Questo romanzo segue Gli anni del nostro incanto incentrato sugli anni sessanta: qual è il rapporto tra i due libri?
Negli Anni del nostro incanto ho raccontato la modernità (che è il tema fondamentale del Novecento e anche il tema principale della mia curiosità intellettuale) che si manifestava attraverso gli oggetti del progresso tecnologico e della società dei consumi: frigoriferi, televisori, lavatrici, automobili. In Breve storia del mio silenzio racconto ugualmente la modernità di Milano, ma è quella che si manifesta attraverso la cultura, i libri. Due romanzi in parallelo che raccontano le trasformazioni di una nazione

Nell’ultima parte del libro si racconta il percorso verso la scrittura: un percorso non facile ma animato da grande perseveranza fino all’incontro con l’editore Cesare De Michelis a cui è dedicato un commosso ricordo. Può dirci qualcosa a questo proposito?
Nel libro assume un valore simbolico la pioggia, che cade con un suo ritmo, con una sua metrica in grado di restituire al bimbo di cui si racconta il ritmo delle parole. Secondo la madre del protagonista, l’acqua poteva evocare il linguaggio e la scrittura. Tutto il percorso del protagonista è orientato inseguendo l’acqua. Prima c’è Milano, che è la città sull’acqua e delle case editrici, dei giornali. Poi c’è Venezia, la città dove il protagonista trova la casa che avrebbe stampato le sue storie.
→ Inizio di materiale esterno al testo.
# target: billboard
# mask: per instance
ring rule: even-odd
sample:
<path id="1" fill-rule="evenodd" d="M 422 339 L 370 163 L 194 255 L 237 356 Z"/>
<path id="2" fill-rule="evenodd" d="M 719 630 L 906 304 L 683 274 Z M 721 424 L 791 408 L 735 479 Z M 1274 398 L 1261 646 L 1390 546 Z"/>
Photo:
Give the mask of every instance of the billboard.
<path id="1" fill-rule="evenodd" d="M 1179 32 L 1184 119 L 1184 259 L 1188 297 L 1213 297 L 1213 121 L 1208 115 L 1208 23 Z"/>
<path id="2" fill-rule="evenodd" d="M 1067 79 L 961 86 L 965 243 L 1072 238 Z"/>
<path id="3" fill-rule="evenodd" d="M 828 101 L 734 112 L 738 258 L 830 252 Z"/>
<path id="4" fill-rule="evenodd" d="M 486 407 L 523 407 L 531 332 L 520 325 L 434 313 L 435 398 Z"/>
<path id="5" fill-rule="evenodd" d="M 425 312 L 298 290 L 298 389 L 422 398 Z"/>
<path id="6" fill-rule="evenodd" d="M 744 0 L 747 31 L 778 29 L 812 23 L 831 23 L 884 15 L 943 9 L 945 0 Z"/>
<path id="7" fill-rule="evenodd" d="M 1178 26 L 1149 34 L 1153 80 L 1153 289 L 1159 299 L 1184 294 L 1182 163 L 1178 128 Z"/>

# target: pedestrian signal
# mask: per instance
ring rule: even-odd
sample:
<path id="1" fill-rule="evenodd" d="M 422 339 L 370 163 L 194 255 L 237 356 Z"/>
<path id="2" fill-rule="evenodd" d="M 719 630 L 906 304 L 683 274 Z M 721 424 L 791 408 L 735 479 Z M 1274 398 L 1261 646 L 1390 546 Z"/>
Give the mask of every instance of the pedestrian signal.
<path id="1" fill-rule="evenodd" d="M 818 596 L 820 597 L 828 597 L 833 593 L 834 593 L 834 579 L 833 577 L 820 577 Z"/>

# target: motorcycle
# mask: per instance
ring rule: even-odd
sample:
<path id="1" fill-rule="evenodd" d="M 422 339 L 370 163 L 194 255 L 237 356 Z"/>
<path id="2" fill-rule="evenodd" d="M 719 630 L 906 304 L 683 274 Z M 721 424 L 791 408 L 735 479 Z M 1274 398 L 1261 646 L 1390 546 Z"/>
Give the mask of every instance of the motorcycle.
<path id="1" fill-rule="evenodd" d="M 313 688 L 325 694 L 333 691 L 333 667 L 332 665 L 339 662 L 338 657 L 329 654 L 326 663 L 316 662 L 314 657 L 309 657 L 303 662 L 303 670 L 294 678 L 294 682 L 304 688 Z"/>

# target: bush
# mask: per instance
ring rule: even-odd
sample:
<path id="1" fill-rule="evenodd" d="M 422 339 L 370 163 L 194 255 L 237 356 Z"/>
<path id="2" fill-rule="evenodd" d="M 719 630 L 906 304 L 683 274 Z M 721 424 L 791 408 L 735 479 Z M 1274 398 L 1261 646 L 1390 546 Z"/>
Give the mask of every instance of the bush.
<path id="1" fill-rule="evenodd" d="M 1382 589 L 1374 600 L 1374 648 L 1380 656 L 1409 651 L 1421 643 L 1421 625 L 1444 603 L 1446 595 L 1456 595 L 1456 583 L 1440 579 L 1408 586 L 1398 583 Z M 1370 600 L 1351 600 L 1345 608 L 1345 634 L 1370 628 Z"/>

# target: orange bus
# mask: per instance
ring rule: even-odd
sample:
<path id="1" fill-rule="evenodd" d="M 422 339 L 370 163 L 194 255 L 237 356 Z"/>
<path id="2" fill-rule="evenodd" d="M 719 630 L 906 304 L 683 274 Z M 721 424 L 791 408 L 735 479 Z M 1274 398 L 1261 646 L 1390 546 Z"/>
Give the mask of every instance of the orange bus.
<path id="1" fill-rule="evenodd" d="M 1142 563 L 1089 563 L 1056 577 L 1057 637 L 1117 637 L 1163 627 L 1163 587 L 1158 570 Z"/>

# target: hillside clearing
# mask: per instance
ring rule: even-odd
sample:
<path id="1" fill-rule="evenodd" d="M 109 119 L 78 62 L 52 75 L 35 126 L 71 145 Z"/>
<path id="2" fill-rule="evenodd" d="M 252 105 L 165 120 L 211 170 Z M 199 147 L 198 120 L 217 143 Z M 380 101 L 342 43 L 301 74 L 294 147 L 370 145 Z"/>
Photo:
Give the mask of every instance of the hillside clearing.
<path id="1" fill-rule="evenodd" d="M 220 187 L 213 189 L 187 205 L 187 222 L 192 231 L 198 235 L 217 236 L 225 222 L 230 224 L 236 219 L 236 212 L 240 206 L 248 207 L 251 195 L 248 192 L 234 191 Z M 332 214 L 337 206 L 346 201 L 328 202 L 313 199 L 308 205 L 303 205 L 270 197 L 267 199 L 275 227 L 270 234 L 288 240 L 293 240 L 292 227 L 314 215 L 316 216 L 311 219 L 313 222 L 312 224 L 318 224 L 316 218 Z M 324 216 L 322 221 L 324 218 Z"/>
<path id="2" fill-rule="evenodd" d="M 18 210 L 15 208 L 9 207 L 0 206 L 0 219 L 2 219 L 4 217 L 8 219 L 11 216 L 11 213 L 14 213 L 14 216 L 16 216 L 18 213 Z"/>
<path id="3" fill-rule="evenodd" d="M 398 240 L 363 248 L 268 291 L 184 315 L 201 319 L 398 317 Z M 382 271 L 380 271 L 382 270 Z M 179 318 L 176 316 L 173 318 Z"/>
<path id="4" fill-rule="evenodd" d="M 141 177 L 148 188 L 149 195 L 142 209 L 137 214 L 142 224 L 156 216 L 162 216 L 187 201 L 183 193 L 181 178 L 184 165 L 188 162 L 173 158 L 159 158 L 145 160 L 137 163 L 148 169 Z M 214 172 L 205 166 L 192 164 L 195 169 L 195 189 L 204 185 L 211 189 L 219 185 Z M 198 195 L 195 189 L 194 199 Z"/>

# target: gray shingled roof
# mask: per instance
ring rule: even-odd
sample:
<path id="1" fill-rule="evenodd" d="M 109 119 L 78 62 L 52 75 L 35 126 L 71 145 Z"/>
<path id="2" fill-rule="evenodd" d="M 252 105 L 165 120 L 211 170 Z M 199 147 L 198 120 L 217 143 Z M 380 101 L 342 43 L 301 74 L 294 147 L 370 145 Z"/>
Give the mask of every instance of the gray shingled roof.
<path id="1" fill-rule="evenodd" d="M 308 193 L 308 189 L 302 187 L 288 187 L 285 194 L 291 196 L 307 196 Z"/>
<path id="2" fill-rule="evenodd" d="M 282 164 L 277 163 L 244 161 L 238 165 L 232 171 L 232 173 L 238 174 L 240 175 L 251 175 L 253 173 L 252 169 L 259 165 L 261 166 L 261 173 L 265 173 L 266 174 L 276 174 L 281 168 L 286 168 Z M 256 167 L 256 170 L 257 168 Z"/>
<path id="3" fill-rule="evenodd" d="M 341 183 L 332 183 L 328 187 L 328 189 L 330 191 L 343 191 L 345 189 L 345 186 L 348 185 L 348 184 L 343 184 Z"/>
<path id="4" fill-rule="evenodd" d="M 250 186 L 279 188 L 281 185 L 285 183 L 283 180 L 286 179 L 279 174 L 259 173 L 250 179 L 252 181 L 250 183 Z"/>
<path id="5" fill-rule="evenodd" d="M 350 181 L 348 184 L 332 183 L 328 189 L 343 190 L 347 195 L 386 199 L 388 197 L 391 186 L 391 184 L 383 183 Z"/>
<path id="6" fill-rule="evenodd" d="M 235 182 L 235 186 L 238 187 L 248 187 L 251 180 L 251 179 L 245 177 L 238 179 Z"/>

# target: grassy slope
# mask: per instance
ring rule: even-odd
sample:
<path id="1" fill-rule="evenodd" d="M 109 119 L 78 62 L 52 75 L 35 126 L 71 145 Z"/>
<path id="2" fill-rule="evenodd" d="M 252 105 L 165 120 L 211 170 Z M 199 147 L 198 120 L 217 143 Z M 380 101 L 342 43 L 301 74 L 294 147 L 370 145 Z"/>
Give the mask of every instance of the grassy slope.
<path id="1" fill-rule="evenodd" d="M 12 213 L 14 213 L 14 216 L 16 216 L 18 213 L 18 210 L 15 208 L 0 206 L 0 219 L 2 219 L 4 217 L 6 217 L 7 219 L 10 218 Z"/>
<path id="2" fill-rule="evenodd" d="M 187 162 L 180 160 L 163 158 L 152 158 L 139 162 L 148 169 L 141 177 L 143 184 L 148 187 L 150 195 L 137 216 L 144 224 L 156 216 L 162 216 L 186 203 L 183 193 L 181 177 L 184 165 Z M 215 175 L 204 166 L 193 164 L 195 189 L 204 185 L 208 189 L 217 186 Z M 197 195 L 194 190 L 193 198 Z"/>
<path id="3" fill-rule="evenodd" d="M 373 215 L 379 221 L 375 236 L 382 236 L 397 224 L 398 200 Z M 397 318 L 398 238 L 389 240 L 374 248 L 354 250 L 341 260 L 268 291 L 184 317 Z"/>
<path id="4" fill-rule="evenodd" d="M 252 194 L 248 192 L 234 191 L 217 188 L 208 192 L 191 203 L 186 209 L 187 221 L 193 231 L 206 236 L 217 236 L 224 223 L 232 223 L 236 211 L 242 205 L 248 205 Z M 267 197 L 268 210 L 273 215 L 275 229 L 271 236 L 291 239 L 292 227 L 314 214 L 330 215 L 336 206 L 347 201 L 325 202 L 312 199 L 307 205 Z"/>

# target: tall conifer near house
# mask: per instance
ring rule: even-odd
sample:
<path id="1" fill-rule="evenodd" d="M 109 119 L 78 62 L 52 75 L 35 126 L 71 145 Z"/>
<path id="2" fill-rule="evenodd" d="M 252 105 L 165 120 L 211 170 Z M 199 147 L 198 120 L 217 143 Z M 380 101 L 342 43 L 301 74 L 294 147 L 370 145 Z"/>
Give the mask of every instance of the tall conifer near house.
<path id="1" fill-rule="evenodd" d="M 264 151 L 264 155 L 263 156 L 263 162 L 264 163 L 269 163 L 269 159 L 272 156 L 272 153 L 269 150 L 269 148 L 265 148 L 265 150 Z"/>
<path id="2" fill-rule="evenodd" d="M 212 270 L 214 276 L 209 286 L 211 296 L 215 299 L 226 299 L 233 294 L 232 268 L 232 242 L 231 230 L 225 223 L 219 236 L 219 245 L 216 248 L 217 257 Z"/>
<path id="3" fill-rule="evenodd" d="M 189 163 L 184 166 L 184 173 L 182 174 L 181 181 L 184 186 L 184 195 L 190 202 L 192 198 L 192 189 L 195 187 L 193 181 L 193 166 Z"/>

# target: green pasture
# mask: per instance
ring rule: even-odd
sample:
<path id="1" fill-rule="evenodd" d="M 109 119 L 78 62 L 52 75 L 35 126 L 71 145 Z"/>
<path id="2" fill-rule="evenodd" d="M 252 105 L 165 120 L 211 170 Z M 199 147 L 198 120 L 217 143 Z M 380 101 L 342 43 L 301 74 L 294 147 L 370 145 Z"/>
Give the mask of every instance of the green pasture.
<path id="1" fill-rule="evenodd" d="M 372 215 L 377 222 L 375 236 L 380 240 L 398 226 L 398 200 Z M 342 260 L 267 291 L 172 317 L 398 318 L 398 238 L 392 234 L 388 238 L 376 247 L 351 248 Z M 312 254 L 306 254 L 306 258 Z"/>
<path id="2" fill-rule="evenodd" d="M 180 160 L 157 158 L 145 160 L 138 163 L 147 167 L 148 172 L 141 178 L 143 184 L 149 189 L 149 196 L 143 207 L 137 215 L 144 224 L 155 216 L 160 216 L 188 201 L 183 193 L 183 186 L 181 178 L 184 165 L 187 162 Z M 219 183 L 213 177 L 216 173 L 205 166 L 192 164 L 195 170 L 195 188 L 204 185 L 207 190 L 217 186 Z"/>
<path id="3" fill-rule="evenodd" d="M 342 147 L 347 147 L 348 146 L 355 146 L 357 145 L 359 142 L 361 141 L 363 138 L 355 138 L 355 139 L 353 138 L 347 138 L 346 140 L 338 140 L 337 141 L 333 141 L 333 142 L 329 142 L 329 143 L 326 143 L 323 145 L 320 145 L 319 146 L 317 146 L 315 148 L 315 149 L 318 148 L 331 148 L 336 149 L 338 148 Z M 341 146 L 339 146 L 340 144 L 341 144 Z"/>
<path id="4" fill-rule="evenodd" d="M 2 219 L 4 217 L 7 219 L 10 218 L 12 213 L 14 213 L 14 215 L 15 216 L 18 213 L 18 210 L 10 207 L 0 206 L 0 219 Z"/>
Cesare De Michelis è Marsilio. È stata una persona con cui ho condiviso un dialogo fatto di incontri e di silenzi, lui a Venezia, io a Milano. Quando i ci vedevamo, parlavamo a lungo del perché gli uomini scrivono, del valore che hanno le storie e i libri nel destino dell’umanità.

Lessico famigliare è citato nella bandella ma non nel libro che pure si sofferma molto sulle letture del protagonista. Qual è stata l’influenza di Natalia Ginzburg sullo stile e sui contenuti di Breve storia del mio silenzio?
Lessico famigliare l’ho letto da adulto, quando mi ero già formato come uomo, e ne ho apprezzato tantissimo l’originalità di questa famiglia e del suo modo di conversare. Quando pensavo a qualcosa che sarebbe diventato Breve storia del mio silenzio, pensavo al libro di Natalia Ginzburg, alla necessitò che quella famiglia - ogni nucleo familiare – avesse manifestato la necessità di parlare una propria lingua. Anch’io vengo da una famiglia che aveva una sua caratteristica nello stare insieme, nel parlare, per esempio lo scherzo di cominciare le storie e di non portarle a termine. E questa caratteristica l’ho raccontata come forma di silenzio.